SS is a total different story. There is not a single veggie we can get him to eat without a battle. He doesn't particularly like any kind of meat---chicken, beef, fish, whatever. What he WILL eat is buttered noodles, garlic bread, chips, rice, stuffing, etc. The worse it is for you, the more he eats it. We have probs at dinner b/c if I serve grilled chicken breasts, broccoli and mashed potatoes, SS will load up on potatoes and not touch his broccoli or chicken. DD will eat her broccoli and chicken and not the potatoes.

Then DH insists that SS eat some of his chicken and some of his broccoli, and SS gets ANGRY and says "But DD isn't eating her mashed potatoes, that's not fair!"

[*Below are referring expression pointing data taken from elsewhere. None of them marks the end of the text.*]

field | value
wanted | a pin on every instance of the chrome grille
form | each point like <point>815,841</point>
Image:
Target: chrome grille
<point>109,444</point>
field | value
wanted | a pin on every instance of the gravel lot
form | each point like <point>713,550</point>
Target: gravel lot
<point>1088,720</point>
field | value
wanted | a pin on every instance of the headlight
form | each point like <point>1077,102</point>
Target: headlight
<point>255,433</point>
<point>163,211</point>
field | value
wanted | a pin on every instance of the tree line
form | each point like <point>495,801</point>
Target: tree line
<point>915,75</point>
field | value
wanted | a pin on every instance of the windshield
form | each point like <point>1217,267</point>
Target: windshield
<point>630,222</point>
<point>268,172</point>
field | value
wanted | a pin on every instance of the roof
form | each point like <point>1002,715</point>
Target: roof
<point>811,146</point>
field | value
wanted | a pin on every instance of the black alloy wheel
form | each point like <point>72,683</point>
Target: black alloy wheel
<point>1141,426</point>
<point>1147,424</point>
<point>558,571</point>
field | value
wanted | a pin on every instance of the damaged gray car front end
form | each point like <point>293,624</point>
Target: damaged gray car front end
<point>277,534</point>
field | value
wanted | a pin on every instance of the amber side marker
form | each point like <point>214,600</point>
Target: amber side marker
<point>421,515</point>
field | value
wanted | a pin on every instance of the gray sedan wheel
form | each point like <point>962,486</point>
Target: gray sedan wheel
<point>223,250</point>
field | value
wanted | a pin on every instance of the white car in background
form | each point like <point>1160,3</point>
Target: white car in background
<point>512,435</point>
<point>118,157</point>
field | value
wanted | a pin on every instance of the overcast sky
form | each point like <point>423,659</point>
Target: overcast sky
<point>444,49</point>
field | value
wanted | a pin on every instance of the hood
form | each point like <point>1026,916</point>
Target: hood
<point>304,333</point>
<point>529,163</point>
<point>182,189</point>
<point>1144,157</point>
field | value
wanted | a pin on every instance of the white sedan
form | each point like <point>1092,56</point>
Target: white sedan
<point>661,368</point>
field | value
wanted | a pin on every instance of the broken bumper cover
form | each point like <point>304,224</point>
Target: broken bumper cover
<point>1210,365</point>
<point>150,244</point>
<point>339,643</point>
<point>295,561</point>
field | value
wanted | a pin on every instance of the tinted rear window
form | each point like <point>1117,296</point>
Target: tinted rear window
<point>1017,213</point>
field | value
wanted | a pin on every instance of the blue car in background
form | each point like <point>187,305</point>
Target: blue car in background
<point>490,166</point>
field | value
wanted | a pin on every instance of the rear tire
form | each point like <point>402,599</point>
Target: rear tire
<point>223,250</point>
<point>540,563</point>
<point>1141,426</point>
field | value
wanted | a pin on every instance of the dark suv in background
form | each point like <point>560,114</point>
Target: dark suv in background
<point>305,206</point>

We DO have separate rules for each. Dh and I will not make DD eat a side item like that b/c, really, there's not much nutritional value to it. If she is eating her veggie and protein, that's really what I am concerned with.

SO--in general---how does your SD eat? Is she picking at her food and then complaining an hour later that she's hungry? We have that issue with SS. He wont eat his dinner but then an hour later, he wants graham crackers or pretzels or whatever, and that is not okay with DH or me.

If your SD is like that, then I think there's a problem. If she generally eats well at meal times, then I think making a big deal out of finishing one particular food is not a good idea.

What IS a big deal is contradicting you in front of SD. BUT in fairness to DH---did you lay down the 10 minute rule without consulting him? I can see him being irritated if he didn't agree with it, and ultimately, parenting decisions like that should be his call. However, he should have addressed it with you privately and not in front of SD.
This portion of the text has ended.